Reference Bit Field

anthony.j.ashford · January 18, 2023, 12:58pm

Hello,

I am continuing my work on creating a HDF5 parser using C#. I am able to parse documents and am now on the task of extracting out the data contained in the file.

While extracting a Dataset that is comprised of a Compound Bit Field, I am having troubles with one of the members which is a Reference Bit Field. The problem I am having is the documentation does not specify where to access the data associated with the field, i.e. an address in the file. All I am able to ascertain is that it is a reference to a location in the Dataset (Version 1/Type 1 for the Reference Bit Field).

There are two other like named members in the Compound Bit Field that appear to be associated with the reference (or maybe a coincidence). The three members are, “VarDataSize”, “VarDataOffset”, and “VarDataRef” (the Reference Bit Field). The “VarDataSize” and “VarDataOffset” do have data and that is why I am assuming that they are somehow associated with the Reference Bit Field.

Can I get a more detailed explanation of where the actual referenced data is located? When looking at the Dataset in the HDFView application, there is associated data, however, I can not figure out where in the Dataset to retrieve it.

Also, out of curiosity, are the two other members that look like they are related to the Relative Bit Field member automatically added when a Reference Bit Field is added to a Dataset?

As always, Thanks for any information that can be provided.

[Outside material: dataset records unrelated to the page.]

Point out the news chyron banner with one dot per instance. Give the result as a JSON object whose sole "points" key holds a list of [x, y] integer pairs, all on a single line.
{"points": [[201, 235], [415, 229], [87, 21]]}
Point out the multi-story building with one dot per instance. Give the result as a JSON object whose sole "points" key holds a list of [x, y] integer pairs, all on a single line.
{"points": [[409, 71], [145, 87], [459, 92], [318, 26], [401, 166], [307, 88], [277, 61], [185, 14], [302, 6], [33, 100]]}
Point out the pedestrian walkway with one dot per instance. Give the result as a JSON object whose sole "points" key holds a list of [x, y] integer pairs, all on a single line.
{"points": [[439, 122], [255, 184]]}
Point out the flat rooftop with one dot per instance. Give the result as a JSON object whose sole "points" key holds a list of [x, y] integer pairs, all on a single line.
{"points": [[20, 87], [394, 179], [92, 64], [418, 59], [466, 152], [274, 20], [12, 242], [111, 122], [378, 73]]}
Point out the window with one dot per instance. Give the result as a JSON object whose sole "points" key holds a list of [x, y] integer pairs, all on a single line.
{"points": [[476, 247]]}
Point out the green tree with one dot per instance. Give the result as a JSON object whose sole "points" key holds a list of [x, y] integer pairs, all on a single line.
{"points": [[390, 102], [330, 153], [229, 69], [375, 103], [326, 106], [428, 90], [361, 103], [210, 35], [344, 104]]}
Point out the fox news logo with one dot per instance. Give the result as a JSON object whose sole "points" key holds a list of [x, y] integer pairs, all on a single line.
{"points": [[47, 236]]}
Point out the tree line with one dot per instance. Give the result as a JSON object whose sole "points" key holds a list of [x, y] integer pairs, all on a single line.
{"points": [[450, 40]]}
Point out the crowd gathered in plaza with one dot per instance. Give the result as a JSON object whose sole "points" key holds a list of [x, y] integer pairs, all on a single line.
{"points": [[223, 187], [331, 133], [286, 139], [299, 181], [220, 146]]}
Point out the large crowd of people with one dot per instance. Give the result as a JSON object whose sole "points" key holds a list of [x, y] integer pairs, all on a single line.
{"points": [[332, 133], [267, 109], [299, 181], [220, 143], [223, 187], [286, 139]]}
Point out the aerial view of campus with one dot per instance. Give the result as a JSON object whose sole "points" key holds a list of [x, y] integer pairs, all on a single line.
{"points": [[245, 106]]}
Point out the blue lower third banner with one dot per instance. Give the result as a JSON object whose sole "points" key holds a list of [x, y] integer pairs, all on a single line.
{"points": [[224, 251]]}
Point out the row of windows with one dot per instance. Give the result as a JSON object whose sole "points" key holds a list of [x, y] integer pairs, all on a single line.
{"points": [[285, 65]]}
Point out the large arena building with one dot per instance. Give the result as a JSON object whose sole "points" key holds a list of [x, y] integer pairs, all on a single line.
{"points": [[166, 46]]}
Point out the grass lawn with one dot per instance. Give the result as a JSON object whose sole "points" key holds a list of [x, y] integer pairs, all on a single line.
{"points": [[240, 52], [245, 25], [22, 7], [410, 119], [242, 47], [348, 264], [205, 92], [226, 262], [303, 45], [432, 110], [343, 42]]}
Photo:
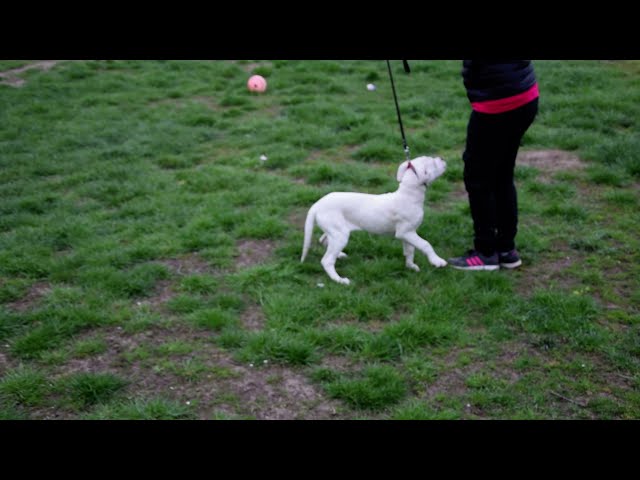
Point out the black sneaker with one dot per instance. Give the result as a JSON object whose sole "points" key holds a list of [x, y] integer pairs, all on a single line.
{"points": [[510, 259], [475, 261]]}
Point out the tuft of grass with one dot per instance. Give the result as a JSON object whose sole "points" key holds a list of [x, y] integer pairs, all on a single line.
{"points": [[376, 388], [142, 409], [24, 386], [86, 389]]}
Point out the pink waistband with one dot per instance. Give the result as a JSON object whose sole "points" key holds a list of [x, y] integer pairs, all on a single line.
{"points": [[505, 104]]}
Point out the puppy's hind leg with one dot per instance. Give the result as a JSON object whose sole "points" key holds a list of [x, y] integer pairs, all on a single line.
{"points": [[409, 251], [323, 240], [336, 242]]}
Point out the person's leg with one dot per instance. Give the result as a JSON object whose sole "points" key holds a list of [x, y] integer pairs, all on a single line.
{"points": [[483, 135], [480, 155], [516, 124]]}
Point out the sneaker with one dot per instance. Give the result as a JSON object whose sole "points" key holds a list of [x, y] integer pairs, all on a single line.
{"points": [[510, 259], [475, 261]]}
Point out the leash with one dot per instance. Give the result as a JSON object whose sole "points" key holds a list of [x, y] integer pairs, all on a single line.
{"points": [[395, 98]]}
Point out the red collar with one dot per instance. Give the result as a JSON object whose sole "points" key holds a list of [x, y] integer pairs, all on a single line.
{"points": [[409, 165]]}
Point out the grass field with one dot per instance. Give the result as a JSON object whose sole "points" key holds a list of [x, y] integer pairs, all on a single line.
{"points": [[149, 260]]}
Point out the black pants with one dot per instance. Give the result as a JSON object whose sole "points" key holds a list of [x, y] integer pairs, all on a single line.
{"points": [[489, 161]]}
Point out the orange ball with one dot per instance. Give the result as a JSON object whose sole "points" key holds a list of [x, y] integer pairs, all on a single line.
{"points": [[257, 83]]}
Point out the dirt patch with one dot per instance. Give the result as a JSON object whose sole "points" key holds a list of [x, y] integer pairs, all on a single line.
{"points": [[35, 293], [188, 265], [253, 318], [253, 252], [264, 391], [13, 79], [545, 272], [548, 162], [208, 102]]}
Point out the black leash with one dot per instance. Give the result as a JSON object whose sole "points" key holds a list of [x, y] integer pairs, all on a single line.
{"points": [[395, 98]]}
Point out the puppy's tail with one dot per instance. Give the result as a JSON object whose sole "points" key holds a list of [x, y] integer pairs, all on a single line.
{"points": [[308, 232]]}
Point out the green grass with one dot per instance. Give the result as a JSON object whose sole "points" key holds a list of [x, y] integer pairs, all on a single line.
{"points": [[128, 186]]}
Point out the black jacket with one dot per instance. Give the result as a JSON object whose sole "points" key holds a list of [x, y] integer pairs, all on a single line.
{"points": [[494, 79]]}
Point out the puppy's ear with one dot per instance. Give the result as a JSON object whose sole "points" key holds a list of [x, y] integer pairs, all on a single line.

gheber · January 18, 2023, 2:17pm

I’m not sure I understand what kind of datatype that is. Can you send us the output of

h5dump -pH -d <DATASET> <FILE>

of the dataset in question?

G.

anthony.j.ashford · January 18, 2023, 4:22pm

Good Morning,

I ran the command you recommended and it did not show the actual Datatype of the Dataset, so I took a screen shot of the HDFView application with the corresponding Datatype information for the Dataset. The Datatype in the Compound Datatype is the last one displayed, “VarDataRef”, with the Type, “Reference”.

Hope this helps and if there is anything else needed please reach out. Thanks.ReferenceBitField_Dump.zip (431.6 KB)

gheber · January 18, 2023, 5:22pm

I see. The dataset uses a so-called committed or named datatype, which is linked at /DataTypes/Events/Data. Would you mind sending the output of

h5dump -t /DataTypes/Events/Data <FILE>

?

G.

anthony.j.ashford · January 18, 2023, 6:07pm

Thanks for the quick response. Attached is the output from the command you sent. Thanks again.DataTypes.txt (1.8 KB)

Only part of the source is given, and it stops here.